By now Debbie Brill should be used to the altitude. For nearly half of her 29 years she has been soaring higher more often than all but a few of the world’s top women high jumpers. But nothing could have prepared her for the two consecutive nights last January when, after a year-long layoff from competition and training, she leaped 6’5¼” and 6’6¼”, setting first an American and then a world indoor record. (Both records have since been broken by Idaho’s Colleen Rienstra Sommer, who jumped 6’6½” only three weeks later.) “It was all in my attitude,” explains the 5’9″, 130-pound Brill, who claims both U.S. and Canadian citizenship. “I was weaker than I’d ever been in competition, and I had no expectations of myself. But I felt excited, glad to get back to the basics.”
In fact, few jumpers have gone as far back to the basics as Debbie. Only five months before her world record she had given birth to 6-pound 9-ounce Neil Bogart Ray, whose father, New Wave musician Greg Ray, has been the man in her life for nearly nine years. As Brill competed, the cooing, diapered infant sat contentedly in a car baby seat on the infield. “Like most athletes, I used to be always worrying about myself,” says Debbie. “Since I had Bogie I’m more relaxed. I’m not so consumed by my jumping.”
Born in Mission, B.C., the daughter of an American mother and a Canadian carpenter who struggled to support his five kids, Debbie has been an athlete almost from infancy. “When I was 5,” she recalls, “I decided to race my father because I just knew I could beat him. I cried when I lost.” At 13, she realized her future lay in the high jump. “It suited my temperament,” she says. “I didn’t make friends easily, so team sports were out. But when I was running and jumping, I felt I could fly.”
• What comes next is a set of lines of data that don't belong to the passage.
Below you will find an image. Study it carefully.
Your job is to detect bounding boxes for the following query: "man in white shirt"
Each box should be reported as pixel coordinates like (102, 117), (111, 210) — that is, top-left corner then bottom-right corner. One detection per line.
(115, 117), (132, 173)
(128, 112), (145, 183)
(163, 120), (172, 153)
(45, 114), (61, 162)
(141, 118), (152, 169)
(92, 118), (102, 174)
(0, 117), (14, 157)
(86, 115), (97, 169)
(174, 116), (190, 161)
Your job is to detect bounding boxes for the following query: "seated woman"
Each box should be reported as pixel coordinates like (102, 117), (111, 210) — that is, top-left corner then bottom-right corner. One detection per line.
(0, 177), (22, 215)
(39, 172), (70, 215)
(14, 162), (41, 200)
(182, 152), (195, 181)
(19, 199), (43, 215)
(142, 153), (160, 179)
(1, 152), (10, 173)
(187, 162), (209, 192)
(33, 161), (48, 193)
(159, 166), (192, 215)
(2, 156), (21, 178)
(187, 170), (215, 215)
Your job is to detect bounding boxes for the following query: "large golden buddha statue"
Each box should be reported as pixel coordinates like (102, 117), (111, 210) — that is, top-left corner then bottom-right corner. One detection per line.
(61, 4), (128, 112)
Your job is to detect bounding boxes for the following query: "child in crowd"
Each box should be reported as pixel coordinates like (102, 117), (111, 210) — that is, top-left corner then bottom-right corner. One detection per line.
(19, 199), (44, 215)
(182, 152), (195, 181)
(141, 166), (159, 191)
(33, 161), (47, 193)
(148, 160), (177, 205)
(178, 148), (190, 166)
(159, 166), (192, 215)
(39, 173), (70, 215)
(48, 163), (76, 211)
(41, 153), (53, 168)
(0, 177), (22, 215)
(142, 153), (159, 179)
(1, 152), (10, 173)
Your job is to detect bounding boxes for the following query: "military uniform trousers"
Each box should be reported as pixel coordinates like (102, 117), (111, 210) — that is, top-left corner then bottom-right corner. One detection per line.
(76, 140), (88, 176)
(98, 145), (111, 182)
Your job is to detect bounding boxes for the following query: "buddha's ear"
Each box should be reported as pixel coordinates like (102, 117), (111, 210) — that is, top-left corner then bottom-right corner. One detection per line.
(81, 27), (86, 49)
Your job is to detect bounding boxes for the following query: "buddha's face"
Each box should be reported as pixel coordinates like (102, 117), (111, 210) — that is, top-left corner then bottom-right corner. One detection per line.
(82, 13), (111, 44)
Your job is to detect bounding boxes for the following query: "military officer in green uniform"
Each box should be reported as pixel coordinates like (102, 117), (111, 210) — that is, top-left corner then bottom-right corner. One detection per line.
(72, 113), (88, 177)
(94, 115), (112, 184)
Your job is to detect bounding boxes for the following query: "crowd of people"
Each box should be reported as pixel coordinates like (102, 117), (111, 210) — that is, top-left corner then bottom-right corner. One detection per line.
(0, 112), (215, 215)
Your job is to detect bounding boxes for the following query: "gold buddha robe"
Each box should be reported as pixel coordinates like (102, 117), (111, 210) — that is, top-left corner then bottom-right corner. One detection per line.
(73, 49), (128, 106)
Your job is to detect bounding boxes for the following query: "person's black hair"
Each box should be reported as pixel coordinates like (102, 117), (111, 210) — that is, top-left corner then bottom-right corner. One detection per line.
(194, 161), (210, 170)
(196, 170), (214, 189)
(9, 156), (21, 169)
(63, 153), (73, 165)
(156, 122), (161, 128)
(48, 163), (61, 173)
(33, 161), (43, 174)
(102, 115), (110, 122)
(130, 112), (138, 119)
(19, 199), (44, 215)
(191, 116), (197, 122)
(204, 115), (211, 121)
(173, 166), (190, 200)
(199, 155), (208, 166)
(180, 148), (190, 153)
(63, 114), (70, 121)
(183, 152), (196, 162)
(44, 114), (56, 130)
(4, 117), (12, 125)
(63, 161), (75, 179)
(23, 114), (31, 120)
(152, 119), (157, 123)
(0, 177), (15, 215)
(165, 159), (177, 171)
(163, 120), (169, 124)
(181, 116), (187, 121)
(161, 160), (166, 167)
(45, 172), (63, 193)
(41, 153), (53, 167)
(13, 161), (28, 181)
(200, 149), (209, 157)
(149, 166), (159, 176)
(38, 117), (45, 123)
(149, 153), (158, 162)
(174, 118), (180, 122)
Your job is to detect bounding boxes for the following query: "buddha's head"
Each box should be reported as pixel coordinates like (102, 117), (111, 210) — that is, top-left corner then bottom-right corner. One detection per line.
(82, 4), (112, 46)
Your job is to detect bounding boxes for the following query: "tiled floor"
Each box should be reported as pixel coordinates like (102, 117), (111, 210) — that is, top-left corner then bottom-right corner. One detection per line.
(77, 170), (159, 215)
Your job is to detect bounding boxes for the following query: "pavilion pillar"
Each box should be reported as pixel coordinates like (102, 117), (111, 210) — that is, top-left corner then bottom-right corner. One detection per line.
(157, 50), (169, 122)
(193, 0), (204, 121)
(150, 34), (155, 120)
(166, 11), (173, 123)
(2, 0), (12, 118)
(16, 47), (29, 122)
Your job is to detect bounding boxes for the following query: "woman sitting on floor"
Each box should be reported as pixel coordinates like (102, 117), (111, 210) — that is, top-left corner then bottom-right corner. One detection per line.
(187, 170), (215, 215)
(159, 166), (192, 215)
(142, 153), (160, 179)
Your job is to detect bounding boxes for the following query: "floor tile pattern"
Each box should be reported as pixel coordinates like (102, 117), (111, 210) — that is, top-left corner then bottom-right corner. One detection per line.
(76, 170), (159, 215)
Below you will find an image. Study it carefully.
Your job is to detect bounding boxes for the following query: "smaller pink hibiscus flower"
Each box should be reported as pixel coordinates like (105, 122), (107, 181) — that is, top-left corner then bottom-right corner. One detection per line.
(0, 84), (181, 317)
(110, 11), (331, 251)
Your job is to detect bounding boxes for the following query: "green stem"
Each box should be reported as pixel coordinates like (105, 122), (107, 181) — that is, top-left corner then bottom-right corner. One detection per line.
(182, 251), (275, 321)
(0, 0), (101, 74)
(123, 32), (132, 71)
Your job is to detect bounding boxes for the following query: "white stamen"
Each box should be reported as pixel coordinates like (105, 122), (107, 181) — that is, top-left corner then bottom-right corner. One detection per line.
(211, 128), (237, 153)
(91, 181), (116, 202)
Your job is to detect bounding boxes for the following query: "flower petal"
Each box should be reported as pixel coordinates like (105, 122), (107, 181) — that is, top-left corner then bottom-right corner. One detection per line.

Using the unorthodox “Brill Bend,” a sort of backward flip over the bar that is similar to the famous “Fosbury Flop,” Debbie won the Canadian national championship in 1968, at 14. Two years later she became the first North American woman to clear six feet, and found herself ranked 12th in the world.
Soon she became a celebrity on the track-and-field circuit and discovered that the toughest bar to clear was mental, not metal. Embarrassed by her fame in Canada (“It was like the world was closing in on me”), Brill abruptly quit jumping five months before the 1972 Olympics, then came back before the Games but finished a disappointing eighth at Munich. Dropping out of the sport entirely for two years, she hitched around California and British Columbia before meeting Ray in a bar in his hometown of Maple Ridge, B.C. Within a month they were living together. “Greg filled a big empty part of my life,” she explains. “He made me feel confident and stable.”
Returning to jumping, Debbie won the Canadian nationals in 1974 and made the Olympic team two years later, but again fell far short of a medal. Determined to do better in Moscow in 1980, she began training vigorously for the first time ever (“It was like having a new body”), but once the boycott was announced, she supported Canada’s decision to observe it. “I could have had a gold,” she believes, “but I didn’t approve of what the Russians had done in Afghanistan.” More than that, she sensed something was missing in her life. “Around the end of 1979 I said, ‘Greg, get prepared. We’re going to have a kid,’ ” she recalls. “He got a little panicky.”
Today Debbie and Greg, 32, share a farmhouse near Vancouver with Bogie, Brill’s sister Connie and the U.S. women’s javelin champion, Kate Schmidt. For now, marriage is an option not seriously considered. “Greg and I thought about it real hard,” says Debbie, “and if I found a good reason to get married, I would. But I’m a person who needs answers for everything.” Unfortunately for her rivals, motherhood has ended any ambivalence she might have felt about jumping. “I feel great,” she says. “Now all I have to do is get in shape.”